Having hammered out a deal to contest general elections on a common slate, APNU+AFC is now preparing to engage in broad discussions with civil society on the shape of its participation in governance if the alliance wins the May 11 general elections.
“It is the intention to shortly hold discussions with a range of civil society representatives in order to plot a path forward,” APNU lead negotiator in the talks Carl Greenidge told Stabroek News.
After weeks of negotiations, both APNU and the AFC signed an agreement—the Cummingsburg Accord—and announced on February 14 that they would contest the elections on a joint slate in a bid to unseat the incumbent PPP/C, which has been in office for over 22 years. They also announced a series of plans that include a myriad of persons from various sections of society. Some of those pertained to arrangements before the May 11 elections and others to the post-election period.

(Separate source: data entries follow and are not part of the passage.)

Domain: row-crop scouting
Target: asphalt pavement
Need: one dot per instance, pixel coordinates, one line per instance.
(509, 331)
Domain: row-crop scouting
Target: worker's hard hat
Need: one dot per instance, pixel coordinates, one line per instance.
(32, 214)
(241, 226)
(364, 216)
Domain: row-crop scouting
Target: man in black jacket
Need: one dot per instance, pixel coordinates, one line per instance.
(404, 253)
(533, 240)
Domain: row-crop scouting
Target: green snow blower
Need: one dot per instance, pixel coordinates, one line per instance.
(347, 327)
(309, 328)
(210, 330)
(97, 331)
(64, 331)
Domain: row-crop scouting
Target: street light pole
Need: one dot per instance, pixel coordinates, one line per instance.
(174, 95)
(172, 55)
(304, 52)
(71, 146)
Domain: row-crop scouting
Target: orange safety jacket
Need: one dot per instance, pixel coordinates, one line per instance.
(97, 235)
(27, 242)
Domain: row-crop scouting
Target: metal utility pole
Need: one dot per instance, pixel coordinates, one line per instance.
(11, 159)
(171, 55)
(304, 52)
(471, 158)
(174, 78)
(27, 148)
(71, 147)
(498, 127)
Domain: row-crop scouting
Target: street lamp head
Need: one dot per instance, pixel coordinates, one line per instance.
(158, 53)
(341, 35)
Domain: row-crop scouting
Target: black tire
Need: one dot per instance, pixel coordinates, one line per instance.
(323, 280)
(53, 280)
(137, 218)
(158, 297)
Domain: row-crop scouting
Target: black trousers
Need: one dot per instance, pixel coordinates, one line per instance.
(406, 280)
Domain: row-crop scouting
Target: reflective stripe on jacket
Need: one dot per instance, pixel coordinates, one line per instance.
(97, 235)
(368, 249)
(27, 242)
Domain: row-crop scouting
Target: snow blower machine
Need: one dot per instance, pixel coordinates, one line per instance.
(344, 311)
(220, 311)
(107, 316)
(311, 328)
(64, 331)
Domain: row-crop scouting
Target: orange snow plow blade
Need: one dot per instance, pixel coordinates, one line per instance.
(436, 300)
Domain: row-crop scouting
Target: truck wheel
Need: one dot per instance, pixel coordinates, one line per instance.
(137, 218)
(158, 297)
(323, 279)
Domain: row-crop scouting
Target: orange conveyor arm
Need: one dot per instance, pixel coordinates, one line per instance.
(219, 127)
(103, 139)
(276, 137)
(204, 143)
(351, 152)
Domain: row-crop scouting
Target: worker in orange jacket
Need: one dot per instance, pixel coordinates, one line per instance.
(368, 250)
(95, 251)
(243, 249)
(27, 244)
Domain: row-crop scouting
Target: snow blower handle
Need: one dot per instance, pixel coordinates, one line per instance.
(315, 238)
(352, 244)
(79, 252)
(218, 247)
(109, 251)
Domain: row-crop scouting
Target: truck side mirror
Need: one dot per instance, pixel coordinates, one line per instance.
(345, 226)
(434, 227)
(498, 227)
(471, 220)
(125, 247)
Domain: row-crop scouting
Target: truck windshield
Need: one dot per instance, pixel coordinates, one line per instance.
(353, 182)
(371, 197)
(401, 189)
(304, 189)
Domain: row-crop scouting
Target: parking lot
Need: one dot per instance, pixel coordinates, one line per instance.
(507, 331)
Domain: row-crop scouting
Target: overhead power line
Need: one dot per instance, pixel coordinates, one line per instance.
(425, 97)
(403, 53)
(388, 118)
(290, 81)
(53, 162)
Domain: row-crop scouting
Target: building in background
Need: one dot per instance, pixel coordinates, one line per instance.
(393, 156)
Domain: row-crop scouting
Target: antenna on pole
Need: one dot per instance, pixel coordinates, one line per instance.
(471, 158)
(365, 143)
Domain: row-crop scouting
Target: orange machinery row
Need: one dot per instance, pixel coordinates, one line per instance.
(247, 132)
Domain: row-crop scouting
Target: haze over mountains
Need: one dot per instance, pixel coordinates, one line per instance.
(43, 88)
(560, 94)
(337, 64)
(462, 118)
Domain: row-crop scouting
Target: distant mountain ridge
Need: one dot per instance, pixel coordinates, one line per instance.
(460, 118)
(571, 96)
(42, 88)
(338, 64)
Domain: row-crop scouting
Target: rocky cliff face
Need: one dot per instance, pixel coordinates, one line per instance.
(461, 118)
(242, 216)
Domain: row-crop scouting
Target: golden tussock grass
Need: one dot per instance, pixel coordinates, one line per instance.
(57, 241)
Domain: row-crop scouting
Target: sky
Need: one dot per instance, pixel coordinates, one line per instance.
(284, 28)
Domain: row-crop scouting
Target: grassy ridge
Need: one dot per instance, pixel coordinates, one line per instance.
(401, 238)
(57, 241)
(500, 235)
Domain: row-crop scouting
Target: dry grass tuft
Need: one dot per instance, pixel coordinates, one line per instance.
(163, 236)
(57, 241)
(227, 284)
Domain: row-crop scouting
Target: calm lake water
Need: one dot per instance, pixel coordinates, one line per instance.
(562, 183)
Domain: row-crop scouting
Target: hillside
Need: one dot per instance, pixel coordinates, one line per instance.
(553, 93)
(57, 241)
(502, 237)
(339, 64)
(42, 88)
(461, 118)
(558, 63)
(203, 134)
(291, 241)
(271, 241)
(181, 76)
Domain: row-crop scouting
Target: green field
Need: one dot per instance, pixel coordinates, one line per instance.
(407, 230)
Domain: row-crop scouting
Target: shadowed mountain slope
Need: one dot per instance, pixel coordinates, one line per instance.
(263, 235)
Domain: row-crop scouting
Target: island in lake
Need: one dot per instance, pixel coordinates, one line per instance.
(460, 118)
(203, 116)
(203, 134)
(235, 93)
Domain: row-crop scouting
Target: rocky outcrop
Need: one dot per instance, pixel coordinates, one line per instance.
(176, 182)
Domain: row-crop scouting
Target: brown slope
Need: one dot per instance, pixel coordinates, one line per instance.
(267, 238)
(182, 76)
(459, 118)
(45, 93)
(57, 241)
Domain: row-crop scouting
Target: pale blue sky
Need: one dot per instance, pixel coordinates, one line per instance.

Greenidge said that so far they have only completed the first of these arrangements and although there has been some subsequent sessions, the exercise is not concluded. He stressed that a pivotal area of agreement had to do with the future landscape of the governance regime. “More specifically there is the matter of the role of stakeholders who we described as civil society but which includes the entire gamut of actors, such as the religious community, the labour movement (unions), the private sector and various other NGOs etcetera,” he pointed out.
“These did not generate many differences of views but the specific modalities of their involvement in future governance have to be hammered out and, presumably, with their concurrence,” he went on to add.
He explained that a stakeholder forum will be immediately created if APNU+AFC is elected and forms the Cabinet.
Then, he said, social issues plaguing the country will be divided among the ministers, who will be charged with formulating an action plan involving civil society and stakeholders in specific areas. “One of our joint priorities is reducing the level of crimes, domestic violence, and, as such, early civil society input will be had. This stakeholder body, including experts and interested parties, will see people on the receiving end and then you try synthetising all the recommendations received to form a big plan,” he added.
“We want everyone to know that for their respective areas they can be heard through their civil society representatives. So for example, from a community side you will have residents who will say at the forum ‘I live in East La Penitence and there are no recreational facilities for our youth and another that we don’t have enough programmes… you are going to draw here from civil society and fashion a plan and this plan will be short and long term while still being sustainable,” he explained.
Greenidge said his government intends to make full use of Article 13 of the Constitution, which speaks to the participation of the citizenry in decision-making as it relates to issues that affect them.
“The principal objective of the political system of the state is to establish an inclusionary democracy by providing increasing opportunities for the participation of citizens, and their organisations in the management and decision-making processes of the state, with particular emphasis on those areas of decision-making that directly affect their well-being,” Article 13 states.
According to Greenidge, the stakeholder forum will be used to draw up a national plan with roles for different bodies.
He said that while it sounds simple, it can be taxing on human resource and skills as it will also need to be broken down according to geography and will also have an overlap into local governance.
Nonetheless, he noted that both APNU and the AFC have been listening to the public and aim to put in place policies, institutions and arrangements that reflect public sentiments and aspirations. As a result, he said these areas require that the parties sit and hammer out some specific guidelines, which they are fervently working on currently.